CAMPBELL, Calif. — Despite the fact she’d grown up speaking the language, Janet Rodriguez felt like a foreigner in her Spanish class. She was bored by the rudimentary grammar. She rarely participated in class discussion. And while her knowledge should have earned her top grades, it didn’t. At the end of three years, she dropped the course.
Today, the senior at Prospect High School is back in her Spanish class. And she loves it.
The difference? A program in the Campbell Union High School District that teaches Spanish to Spanish speakers the same way high school English is taught to English speakers — reading literature, writing poetry and discussing social issues instead of memorizing sentences and endless grammar drills.
For years, bilingual specialists have recommended such an approach to teaching native Spanish speakers their own language. In Campbell, officials found that placing native speakers in regular Spanish class didn’t work. The kids were bored. They acted up. Many dropped out.
Janet’s teacher, Manuel Colon, said he could understand why.
“”It’s like being a native English speaker, going to English class and learning how to say “My name is . . . ‘ over and over again,” he said.
Bilingual educators say it’s important for students to continue learning their native language at the same time they are learning English. Even though many of Colon’s students are able to speak Spanish, they can’t read or write the language. Often, that spills over to their ability to master English.
Campbell administrators already have seen the benefits. They say the course has boosted self-esteem and reduced the dropout rate among Hispanic students. Most importantly, it has given some students something to focus on — a future that could include college.
The district started the program three years ago at Del Mar High as a way to reach native speakers who wanted to continue learning Spanish but couldn’t seem to succeed in regular classes.
Now, about 100 students are enrolled in the course, which is offered at several high schools. Students say the classes make them think — not just about Spanish but about social issues such as racism, sexism and war.
In Colon’s class, students often are embroiled in high-spirited, hand-waving discussions on topics ranging from the role of women to the plight of the homeless. They publish a book of poetry and short stories each year. They say they’re learning.
“”For some of them, all it takes is for a teacher to tell them they can do it,” said Christina DeRuiter, who teaches the class at Westmont. “”Some teachers may not take the time to do that, but this program is geared toward encouraging (students) to stay in school and graduate. ”

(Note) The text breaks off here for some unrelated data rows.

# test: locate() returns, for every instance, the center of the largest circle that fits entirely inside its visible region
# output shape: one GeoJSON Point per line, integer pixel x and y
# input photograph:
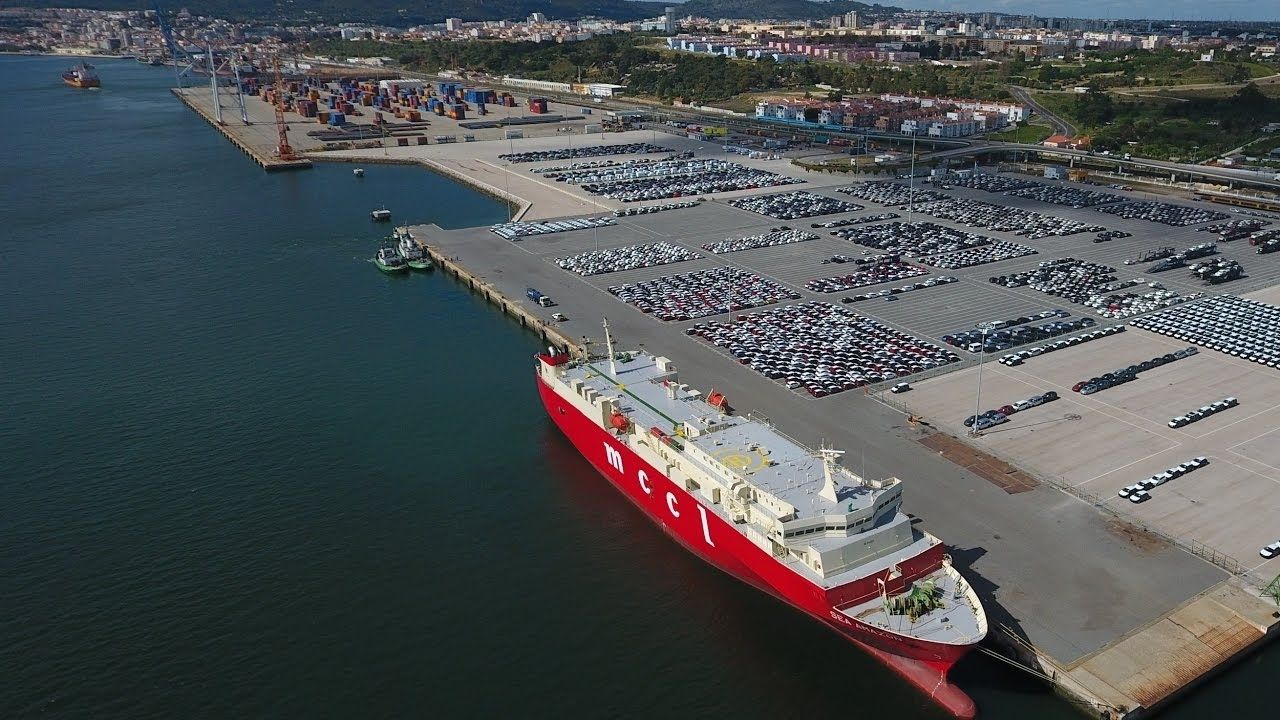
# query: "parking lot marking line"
{"type": "Point", "coordinates": [1087, 401]}
{"type": "Point", "coordinates": [1252, 438]}
{"type": "Point", "coordinates": [1274, 408]}
{"type": "Point", "coordinates": [1255, 569]}
{"type": "Point", "coordinates": [1124, 466]}
{"type": "Point", "coordinates": [1272, 478]}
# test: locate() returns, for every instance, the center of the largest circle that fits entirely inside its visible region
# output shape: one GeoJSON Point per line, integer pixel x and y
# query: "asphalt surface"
{"type": "Point", "coordinates": [1060, 126]}
{"type": "Point", "coordinates": [1047, 565]}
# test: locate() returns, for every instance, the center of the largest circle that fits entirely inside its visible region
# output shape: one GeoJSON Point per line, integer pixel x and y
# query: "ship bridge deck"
{"type": "Point", "coordinates": [745, 447]}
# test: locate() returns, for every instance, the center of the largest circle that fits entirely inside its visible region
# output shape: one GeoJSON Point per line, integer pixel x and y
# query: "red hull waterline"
{"type": "Point", "coordinates": [923, 664]}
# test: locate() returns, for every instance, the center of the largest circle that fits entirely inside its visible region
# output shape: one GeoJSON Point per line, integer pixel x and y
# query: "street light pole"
{"type": "Point", "coordinates": [910, 185]}
{"type": "Point", "coordinates": [977, 400]}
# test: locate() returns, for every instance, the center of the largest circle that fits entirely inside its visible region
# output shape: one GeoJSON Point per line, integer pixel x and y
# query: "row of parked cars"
{"type": "Point", "coordinates": [1025, 223]}
{"type": "Point", "coordinates": [661, 208]}
{"type": "Point", "coordinates": [891, 294]}
{"type": "Point", "coordinates": [888, 192]}
{"type": "Point", "coordinates": [1203, 411]}
{"type": "Point", "coordinates": [1004, 338]}
{"type": "Point", "coordinates": [516, 231]}
{"type": "Point", "coordinates": [1107, 236]}
{"type": "Point", "coordinates": [860, 220]}
{"type": "Point", "coordinates": [1015, 359]}
{"type": "Point", "coordinates": [585, 151]}
{"type": "Point", "coordinates": [991, 182]}
{"type": "Point", "coordinates": [1141, 492]}
{"type": "Point", "coordinates": [777, 236]}
{"type": "Point", "coordinates": [821, 347]}
{"type": "Point", "coordinates": [717, 177]}
{"type": "Point", "coordinates": [993, 253]}
{"type": "Point", "coordinates": [1066, 195]}
{"type": "Point", "coordinates": [644, 171]}
{"type": "Point", "coordinates": [791, 205]}
{"type": "Point", "coordinates": [626, 258]}
{"type": "Point", "coordinates": [1166, 213]}
{"type": "Point", "coordinates": [702, 294]}
{"type": "Point", "coordinates": [1000, 415]}
{"type": "Point", "coordinates": [1235, 229]}
{"type": "Point", "coordinates": [1235, 326]}
{"type": "Point", "coordinates": [553, 171]}
{"type": "Point", "coordinates": [1068, 278]}
{"type": "Point", "coordinates": [876, 273]}
{"type": "Point", "coordinates": [1216, 270]}
{"type": "Point", "coordinates": [1129, 373]}
{"type": "Point", "coordinates": [913, 240]}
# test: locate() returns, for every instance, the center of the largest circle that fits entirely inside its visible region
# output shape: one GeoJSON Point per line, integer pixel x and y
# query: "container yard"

The course is a mix of students. Some, born in the United States, have grown up watching MTV and hanging out at the mall.

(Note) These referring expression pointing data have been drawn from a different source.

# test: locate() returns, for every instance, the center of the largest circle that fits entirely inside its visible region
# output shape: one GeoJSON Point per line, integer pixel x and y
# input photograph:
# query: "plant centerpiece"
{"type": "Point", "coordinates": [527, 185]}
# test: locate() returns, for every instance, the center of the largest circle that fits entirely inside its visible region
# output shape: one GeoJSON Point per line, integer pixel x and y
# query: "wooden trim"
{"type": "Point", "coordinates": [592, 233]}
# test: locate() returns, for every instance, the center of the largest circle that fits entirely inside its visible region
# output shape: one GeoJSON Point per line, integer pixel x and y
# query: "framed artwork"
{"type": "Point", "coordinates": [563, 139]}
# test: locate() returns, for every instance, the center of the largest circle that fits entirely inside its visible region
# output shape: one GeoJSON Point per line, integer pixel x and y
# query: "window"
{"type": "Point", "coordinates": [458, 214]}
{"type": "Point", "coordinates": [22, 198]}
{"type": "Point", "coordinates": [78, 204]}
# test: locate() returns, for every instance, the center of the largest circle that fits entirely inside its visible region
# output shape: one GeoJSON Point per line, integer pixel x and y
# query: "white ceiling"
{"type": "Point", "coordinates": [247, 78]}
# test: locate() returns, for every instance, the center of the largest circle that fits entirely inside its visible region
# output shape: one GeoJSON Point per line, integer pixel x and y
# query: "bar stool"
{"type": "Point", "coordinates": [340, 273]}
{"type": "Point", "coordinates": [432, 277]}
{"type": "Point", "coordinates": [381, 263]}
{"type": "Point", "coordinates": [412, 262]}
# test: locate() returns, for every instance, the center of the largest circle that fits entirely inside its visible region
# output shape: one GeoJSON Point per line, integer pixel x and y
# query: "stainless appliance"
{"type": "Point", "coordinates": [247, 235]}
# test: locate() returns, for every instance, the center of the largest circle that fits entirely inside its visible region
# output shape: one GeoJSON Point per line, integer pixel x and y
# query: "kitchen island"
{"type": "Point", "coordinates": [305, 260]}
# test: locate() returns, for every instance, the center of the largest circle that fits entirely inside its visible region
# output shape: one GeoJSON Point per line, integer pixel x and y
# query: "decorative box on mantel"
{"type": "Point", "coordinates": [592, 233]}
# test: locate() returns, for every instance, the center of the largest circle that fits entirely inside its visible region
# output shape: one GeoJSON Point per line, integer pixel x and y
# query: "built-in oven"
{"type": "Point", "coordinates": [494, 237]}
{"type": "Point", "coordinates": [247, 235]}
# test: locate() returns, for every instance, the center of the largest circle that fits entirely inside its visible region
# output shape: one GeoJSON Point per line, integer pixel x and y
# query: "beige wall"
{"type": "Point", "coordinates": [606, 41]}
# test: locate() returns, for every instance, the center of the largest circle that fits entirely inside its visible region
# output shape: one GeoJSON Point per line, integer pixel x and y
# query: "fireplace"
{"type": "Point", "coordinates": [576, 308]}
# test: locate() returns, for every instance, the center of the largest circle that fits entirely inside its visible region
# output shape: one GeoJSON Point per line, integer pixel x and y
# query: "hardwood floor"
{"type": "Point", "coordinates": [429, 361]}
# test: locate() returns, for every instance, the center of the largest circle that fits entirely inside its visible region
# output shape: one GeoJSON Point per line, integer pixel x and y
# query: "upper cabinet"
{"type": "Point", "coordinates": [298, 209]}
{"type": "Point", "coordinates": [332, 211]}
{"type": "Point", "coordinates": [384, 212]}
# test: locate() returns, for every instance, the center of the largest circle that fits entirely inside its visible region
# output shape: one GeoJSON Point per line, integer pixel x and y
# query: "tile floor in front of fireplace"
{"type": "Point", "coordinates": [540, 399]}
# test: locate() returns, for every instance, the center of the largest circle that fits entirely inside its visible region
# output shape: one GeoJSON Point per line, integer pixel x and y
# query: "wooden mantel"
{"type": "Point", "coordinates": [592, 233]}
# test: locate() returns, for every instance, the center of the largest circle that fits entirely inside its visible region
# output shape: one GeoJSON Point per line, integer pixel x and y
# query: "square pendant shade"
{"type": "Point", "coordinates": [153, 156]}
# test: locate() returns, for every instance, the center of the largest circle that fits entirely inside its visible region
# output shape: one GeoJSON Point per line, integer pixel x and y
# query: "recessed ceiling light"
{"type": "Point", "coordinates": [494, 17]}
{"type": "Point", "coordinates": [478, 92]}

They feel more comfortable speaking English. Others only recently arrived in the United States and understand virtually no English.
Both groups felt intimidated in other classes — such as math or history — unsure whether their opinions really counted. Now, they speak out more frequently in all their classes.
“”It’s really a comfortable place to come, especially if you just arrived in the country,” DeRuiter said. “”You’re able to communicate in your own language after going through the day in a foreign system — it’s a family atmosphere. ”
Few districts, however, have been able to offer such courses.
Bilingual teachers are hard to find, and budget problems have forced cutbacks in course offerings, including foreign languages.